Out-Law Analysis | 02 Jul 2019 | 8:51 am | 2 min. read

Sweeping reforms that will potentially increase the compliance burden and risk profiles of building contractors, architects, engineers and draftspersons are being considered in the Australian state of New South Wales.

The proposals have been put forward at a time when Sydney's newspapers are filled with tales of woe on apartment construction projects like the Opal Tower and Mascot Towers. They also follow a scathing 2018 reportwhich found that there was poor clarity on the accountabilities of contractors in construction projects in NSW, inconsistent licensing and accreditation requirements, and inadequate controls on the accuracy of building documentation – all of which have contributed to the pressure on the NSW government to act.

In response, the NSW government has released the 'Building Stronger Foundations' discussion paper for consultation, which calls for four areas of reform: 

Statutory declaration of regulatory compliance from building designers

Under the proposed reforms, building designers would be required to declare that:

  • their building plans, specifications and performance solutions comply with the Building Code of Australia (BCA) and other relevant building regulations; and
  • the buildings are built according to the declared plans

New registration scheme for designers

The NSW government is proposing that building designers will only be allowed to sign-off plans and declare compliance with the BCA if they are registered under a new scheme. Building designers would be subject to new checks to confirm that they:

  • have the necessary skills, qualifications, knowledge or experience
  • are 'fit and proper' to carry out designing work
  • are paying a registration fee and any other regulatory charges
  • have appropriate insurance to protect themselves and their customers where a loss results from negligence or a breach of duty

The NSW government is also considering whether currently unregulated professionals such as commercial designers should be subject to the registration scheme.

Statutory duty of care owed by building practitioners

The reforms include a proposal to impose on building practitioners a statutory duty of care that will be owed to homeowners, owners' corporations, subsequent titleholders, small businesses and unsophisticated development clients. Damages for a breach of this duty would be calculated according to the legislation.

By introducing a duty of care, claimants such as homeowners would no longer need to prove that the building practitioner owed a duty of care to them, as this would be automatically imposed by the new law. The reforms could well increase the risk of a building practitioner and its insurer as the proposed legislation makes it easier for subsequent property owners and other vulnerable parties to pursue legal action for defect claims.

Appointment of a Building Commissioner to regulate the NSW construction industry

If passed into law, a Building Commissioner would act as the consolidated regulator for the construction industry, with compliance powers including the right to investigate and enforce disciplinary action against building practitioners. Disciplinary action could include the suspension or cancellation of a building designer's registration. The overarching goal of the proposed reforms is to ensure that each building practitioner is accountable for their portion of work.

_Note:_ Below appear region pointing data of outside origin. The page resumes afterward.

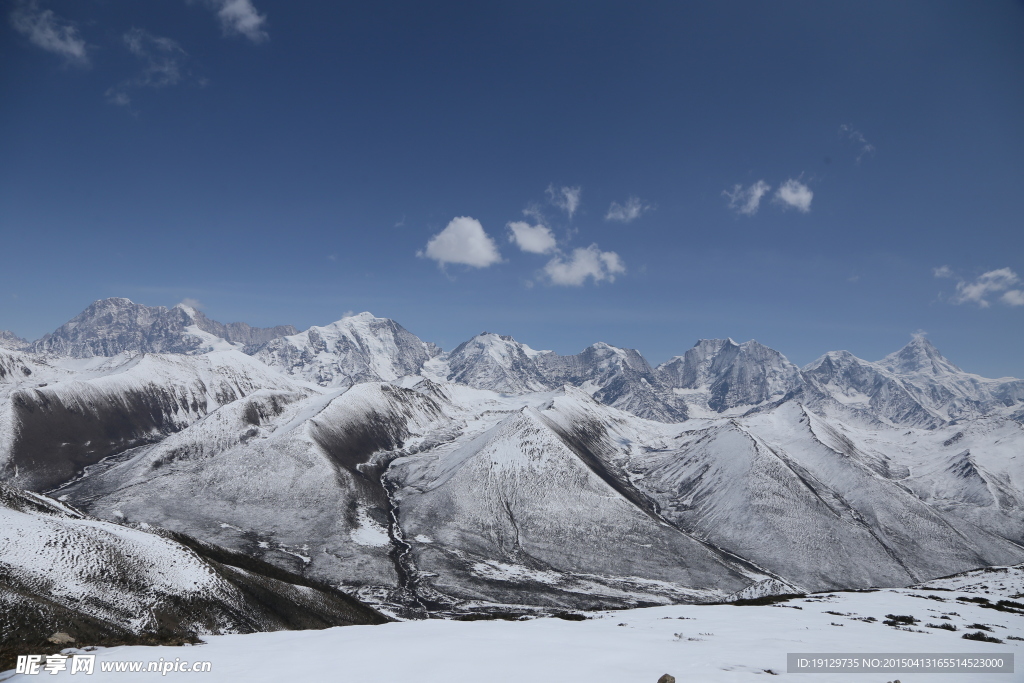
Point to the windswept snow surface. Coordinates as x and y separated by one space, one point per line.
699 643
359 455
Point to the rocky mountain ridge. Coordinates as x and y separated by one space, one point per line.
430 481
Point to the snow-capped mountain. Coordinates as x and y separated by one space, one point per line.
497 363
96 582
914 386
58 418
613 376
358 455
356 348
721 375
114 326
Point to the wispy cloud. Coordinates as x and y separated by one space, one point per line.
747 201
864 147
985 286
241 17
629 212
1014 298
532 239
162 58
463 242
566 199
796 195
583 263
46 30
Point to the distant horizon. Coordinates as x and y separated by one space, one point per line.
201 308
811 175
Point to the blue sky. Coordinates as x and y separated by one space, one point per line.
813 175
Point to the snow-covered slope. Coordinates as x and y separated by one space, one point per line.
914 386
356 348
693 643
518 510
357 454
498 363
719 375
98 582
614 376
110 327
50 430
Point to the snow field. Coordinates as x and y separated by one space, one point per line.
716 644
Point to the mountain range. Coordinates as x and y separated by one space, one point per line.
431 481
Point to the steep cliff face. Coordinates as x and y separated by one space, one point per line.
101 583
357 454
116 326
720 375
356 348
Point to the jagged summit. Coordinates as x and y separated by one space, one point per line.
355 348
919 356
731 375
117 325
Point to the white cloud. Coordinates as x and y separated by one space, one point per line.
628 213
584 263
796 195
747 201
163 59
566 199
865 147
462 242
45 30
1014 298
532 239
987 284
241 16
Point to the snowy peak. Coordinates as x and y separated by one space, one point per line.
356 348
110 327
920 356
498 363
732 375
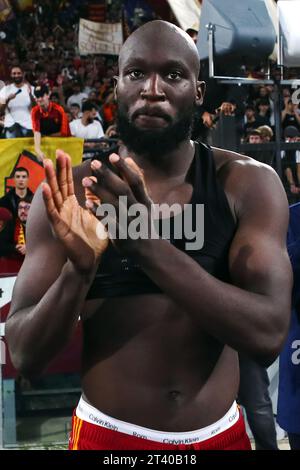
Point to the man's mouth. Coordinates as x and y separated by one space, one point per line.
153 117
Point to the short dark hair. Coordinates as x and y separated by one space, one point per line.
190 31
21 168
88 106
16 66
40 91
28 198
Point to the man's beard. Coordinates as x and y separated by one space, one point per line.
154 142
18 81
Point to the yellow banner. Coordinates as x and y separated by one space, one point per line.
20 152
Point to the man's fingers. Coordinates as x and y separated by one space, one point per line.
70 181
51 208
53 184
61 170
130 171
109 182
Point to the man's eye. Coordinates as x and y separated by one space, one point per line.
136 74
174 75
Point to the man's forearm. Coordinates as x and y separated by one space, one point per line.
36 334
37 141
239 318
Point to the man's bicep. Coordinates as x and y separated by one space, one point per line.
260 264
258 259
43 262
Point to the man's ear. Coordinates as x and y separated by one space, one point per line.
201 86
115 79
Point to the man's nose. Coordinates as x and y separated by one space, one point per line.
153 88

The third and fourth proposed reforms would apply to the broader category of 'building practitioners', which captures building designers as well as professionals involved in the construction and maintenance of buildings.

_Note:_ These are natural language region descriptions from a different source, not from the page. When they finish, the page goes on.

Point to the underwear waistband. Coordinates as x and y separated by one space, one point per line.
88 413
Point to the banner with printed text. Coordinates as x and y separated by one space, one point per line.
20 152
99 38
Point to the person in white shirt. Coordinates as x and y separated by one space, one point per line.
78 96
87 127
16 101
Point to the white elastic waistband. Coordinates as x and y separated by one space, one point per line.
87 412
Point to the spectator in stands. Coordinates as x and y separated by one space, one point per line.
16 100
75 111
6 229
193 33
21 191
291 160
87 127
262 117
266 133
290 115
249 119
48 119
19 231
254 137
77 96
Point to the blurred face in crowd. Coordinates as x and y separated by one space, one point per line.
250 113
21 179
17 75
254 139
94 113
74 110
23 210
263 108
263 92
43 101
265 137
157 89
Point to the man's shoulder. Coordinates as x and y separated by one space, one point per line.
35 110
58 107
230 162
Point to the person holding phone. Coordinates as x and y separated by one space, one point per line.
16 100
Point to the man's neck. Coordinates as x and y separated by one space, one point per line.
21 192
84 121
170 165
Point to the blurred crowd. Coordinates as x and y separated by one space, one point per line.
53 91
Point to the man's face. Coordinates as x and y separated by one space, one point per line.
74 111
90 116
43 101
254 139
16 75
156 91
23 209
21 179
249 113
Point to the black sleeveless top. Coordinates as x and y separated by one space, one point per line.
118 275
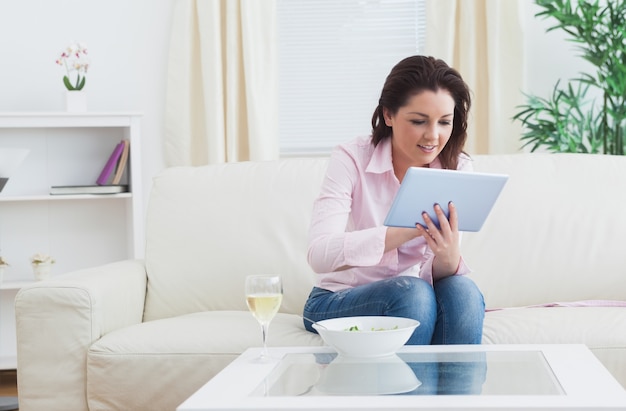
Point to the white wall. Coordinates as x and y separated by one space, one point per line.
128 42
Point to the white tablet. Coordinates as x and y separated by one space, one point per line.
473 194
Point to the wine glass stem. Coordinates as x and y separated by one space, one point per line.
264 329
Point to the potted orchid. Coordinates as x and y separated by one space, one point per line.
74 59
42 264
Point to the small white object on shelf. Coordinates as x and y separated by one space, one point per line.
76 101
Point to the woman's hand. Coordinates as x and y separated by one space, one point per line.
443 241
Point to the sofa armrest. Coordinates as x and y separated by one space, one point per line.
58 320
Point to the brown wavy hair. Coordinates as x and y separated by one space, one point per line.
410 77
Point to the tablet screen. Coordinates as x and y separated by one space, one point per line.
473 194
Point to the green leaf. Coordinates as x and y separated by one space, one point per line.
67 83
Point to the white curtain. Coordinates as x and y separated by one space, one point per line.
221 91
483 39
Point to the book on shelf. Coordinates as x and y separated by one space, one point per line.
121 164
103 179
88 189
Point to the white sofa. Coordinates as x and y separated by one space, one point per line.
144 335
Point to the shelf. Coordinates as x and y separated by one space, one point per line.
64 119
80 230
46 197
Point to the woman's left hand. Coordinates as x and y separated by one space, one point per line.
443 241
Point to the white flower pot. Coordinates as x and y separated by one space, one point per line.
42 271
75 101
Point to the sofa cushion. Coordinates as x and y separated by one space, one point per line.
602 329
208 227
556 232
181 353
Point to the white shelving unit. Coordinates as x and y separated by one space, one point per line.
79 231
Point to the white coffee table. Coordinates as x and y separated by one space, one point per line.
452 377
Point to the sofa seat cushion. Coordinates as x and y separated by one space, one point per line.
602 329
184 352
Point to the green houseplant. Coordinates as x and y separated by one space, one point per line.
569 120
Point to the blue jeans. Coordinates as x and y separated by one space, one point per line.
450 312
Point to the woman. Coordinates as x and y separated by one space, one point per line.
366 268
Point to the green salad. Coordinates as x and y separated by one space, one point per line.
356 328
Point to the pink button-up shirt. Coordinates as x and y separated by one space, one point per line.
347 223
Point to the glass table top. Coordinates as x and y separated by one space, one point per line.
424 373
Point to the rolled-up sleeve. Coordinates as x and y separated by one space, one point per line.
332 242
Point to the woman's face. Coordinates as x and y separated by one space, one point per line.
421 128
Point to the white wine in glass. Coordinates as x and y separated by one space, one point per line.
264 294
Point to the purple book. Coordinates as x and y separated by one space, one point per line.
110 165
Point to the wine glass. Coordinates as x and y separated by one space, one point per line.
264 294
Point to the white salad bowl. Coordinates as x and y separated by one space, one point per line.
366 337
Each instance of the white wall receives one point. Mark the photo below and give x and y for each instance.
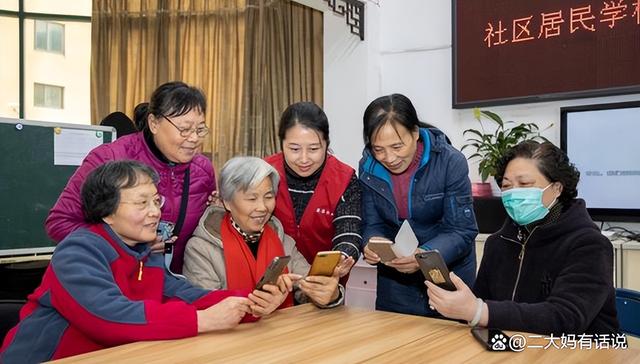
(70, 70)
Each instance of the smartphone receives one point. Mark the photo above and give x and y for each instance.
(165, 230)
(434, 269)
(492, 339)
(274, 270)
(324, 263)
(382, 247)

While the issues these reforms are trying to address are very important, it remains to be seen whether the legislation will strike the right balance between compliance and the impact on productivity and pricing in a sector that is already experiencing strong inflationary pressures. 

The NSW government is accepting feedback until 24 July 2019 and will introduce legislation by the end of the year to implement the proposed reforms.

Adam Perl is an infrastructure and construction law expert at Pinsent Masons, the law firm behind Out-Law.